I am surprised to realize how much difference age makes in my teaching routine. Generally speaking, the older I get, the less students pay attention to me – and, admittedly, the less patience I often have for them. This doesn’t apply to the students who have a particular interest in my areas of specialization, nor to the ones whose ambitions I applaud and encourage. Those students are as devoted as ever. But it does seem to apply to the casual students, the ones who take my general theory courses to fulfill requirements. I can guarantee that I’ve been using many of the same first-year theory pedagogical routines for sixteen years now, and far from them feeling stale, I think I’ve refined them and perform them with more energy than ever. But it doesn’t matter – when I was in my early 40s, a little younger than their parents, the casual students saw me as a role model, potential ally, and someone to identify with. They laughed at my jokes, hung on my every word, and appealed to me for help when the older professors were unsympathetic. Now, just noticeably older than their parents, I’m already an old man to be politely smiled at occasionally and then turned away from. They take their personal problems to my younger colleagues, which is admittedly a blessing. I have to confess to a reciprocal decline in sympathy; excuses I’ve heard 75 times have a blunted impact, and I’ve grown better at predicting which ones will not fulfill their promises. Worst of all, this semester, for the first time in my life, I’ve had to turn disciplinarian. I’ve always encouraged creativity in theory class, emphasizing the freeing effectiveness of the rules once they’re understood rather than imposing them as a restriction. But – and as students do go through generational changes, I can’t be sure of the cause and effect – I’m finding lately that rather than joining me in creativity, they take it as license for rowdiness and distraction, and I have to clamp down. Teaching becomes a chore. I am unusual among my friends in that I’ve never come to mind teaching the fundamentals of theory every year, but lately I’m beginning to fantasize about turning it over to someone else.

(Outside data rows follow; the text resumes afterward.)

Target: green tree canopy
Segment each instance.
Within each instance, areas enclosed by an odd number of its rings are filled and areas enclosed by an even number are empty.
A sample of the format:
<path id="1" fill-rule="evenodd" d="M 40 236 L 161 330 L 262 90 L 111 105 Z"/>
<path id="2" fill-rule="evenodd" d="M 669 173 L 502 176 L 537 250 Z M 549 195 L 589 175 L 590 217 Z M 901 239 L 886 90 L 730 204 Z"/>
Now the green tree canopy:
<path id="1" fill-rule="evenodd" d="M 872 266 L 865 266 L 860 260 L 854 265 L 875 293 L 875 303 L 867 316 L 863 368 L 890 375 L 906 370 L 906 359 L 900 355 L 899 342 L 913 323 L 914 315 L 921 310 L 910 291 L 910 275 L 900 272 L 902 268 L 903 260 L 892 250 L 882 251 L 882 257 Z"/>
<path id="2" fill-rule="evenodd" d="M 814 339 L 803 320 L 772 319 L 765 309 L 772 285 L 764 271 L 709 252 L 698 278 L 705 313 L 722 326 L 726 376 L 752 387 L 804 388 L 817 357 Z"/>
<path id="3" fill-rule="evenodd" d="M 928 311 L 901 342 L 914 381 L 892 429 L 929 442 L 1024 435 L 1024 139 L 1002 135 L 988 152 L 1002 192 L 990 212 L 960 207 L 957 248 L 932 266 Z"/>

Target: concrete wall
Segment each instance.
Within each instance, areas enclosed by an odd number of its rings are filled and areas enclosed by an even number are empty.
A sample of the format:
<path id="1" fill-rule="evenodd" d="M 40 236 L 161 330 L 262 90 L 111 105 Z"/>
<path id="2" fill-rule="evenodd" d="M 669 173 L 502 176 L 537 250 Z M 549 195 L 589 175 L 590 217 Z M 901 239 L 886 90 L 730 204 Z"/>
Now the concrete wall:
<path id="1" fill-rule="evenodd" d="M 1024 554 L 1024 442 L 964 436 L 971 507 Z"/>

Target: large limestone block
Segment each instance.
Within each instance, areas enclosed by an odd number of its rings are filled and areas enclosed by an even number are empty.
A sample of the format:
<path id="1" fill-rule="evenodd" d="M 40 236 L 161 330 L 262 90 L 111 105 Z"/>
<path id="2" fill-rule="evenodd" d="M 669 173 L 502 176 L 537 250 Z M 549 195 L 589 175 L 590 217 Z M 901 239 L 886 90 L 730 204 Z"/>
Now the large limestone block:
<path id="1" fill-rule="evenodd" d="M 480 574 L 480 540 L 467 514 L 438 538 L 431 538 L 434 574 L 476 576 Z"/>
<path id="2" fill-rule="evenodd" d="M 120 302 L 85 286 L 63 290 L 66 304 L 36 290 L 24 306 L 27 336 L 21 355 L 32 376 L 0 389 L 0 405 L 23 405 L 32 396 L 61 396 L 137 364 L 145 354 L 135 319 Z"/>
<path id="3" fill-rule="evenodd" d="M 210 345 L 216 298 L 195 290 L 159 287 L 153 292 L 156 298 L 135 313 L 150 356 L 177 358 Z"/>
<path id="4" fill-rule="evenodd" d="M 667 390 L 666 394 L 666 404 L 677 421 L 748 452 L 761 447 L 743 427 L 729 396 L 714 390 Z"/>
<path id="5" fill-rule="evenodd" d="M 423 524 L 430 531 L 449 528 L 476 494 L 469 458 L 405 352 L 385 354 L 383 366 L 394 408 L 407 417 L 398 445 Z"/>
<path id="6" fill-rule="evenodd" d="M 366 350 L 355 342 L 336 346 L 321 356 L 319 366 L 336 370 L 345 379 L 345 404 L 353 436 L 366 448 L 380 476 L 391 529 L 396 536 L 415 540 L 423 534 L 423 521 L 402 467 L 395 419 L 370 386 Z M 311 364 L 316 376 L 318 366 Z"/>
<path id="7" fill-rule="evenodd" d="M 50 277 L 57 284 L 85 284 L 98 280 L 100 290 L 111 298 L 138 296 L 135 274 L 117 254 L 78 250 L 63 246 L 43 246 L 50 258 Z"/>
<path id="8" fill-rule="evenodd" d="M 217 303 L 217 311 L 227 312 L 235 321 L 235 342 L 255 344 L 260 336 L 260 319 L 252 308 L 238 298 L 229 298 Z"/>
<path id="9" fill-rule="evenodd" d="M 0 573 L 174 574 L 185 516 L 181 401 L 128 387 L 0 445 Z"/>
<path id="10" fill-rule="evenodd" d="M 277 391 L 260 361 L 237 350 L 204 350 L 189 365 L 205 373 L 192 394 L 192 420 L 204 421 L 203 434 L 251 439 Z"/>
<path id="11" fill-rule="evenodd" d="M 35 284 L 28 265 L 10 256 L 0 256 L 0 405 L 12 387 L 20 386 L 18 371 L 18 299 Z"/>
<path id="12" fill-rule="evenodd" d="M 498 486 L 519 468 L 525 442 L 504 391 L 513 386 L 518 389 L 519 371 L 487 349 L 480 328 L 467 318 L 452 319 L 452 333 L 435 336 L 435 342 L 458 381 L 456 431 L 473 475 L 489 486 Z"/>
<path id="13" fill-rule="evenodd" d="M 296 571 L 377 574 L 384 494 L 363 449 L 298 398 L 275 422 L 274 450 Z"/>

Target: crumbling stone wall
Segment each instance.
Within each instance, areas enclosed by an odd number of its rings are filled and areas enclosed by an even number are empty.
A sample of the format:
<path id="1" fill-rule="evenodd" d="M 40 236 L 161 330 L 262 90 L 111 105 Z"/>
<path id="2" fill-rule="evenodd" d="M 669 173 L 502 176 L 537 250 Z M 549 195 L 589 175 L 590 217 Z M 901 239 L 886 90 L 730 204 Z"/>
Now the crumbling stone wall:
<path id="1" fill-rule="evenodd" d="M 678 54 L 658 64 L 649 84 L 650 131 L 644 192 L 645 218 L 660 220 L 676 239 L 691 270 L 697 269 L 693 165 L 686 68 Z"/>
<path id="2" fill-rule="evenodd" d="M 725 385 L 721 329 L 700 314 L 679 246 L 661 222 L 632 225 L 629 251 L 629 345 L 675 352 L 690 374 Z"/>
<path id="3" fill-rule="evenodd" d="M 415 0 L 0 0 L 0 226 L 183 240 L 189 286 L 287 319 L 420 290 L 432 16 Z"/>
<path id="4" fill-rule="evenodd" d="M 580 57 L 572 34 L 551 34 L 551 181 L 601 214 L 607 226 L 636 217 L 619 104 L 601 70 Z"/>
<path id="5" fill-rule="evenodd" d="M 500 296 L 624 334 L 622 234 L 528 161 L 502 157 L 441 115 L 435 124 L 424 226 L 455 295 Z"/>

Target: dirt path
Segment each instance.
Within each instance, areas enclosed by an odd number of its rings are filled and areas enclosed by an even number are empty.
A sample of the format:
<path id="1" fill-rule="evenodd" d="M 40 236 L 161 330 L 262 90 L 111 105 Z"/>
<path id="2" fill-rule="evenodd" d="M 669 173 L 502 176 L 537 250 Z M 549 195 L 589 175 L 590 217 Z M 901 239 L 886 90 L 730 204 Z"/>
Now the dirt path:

When I think back about it, few professors I studied with were as old then as I am. Colleges went on a massive hiring spree in the expansive ’60s, and some of my favorite teachers were only ten, even eight years older than I was. I gravitated toward the younger faculty then partly on the basis of stylistic sympathies, though one of my favorite mentors was the reverend Theodore Karp, who taught in a whisper barely audible past the first row, and revealed the wonders of 15th-century music to me. Aside from him, I don’t remember having much experience of professors over 50. But with the difficulties of retiring in this economy, older professors are only going to continue to predominate.
As a colleague of my generation said to me last week, “When I was forty my students wanted to be me. Now they respect me, but they don’t want to hang out with me.”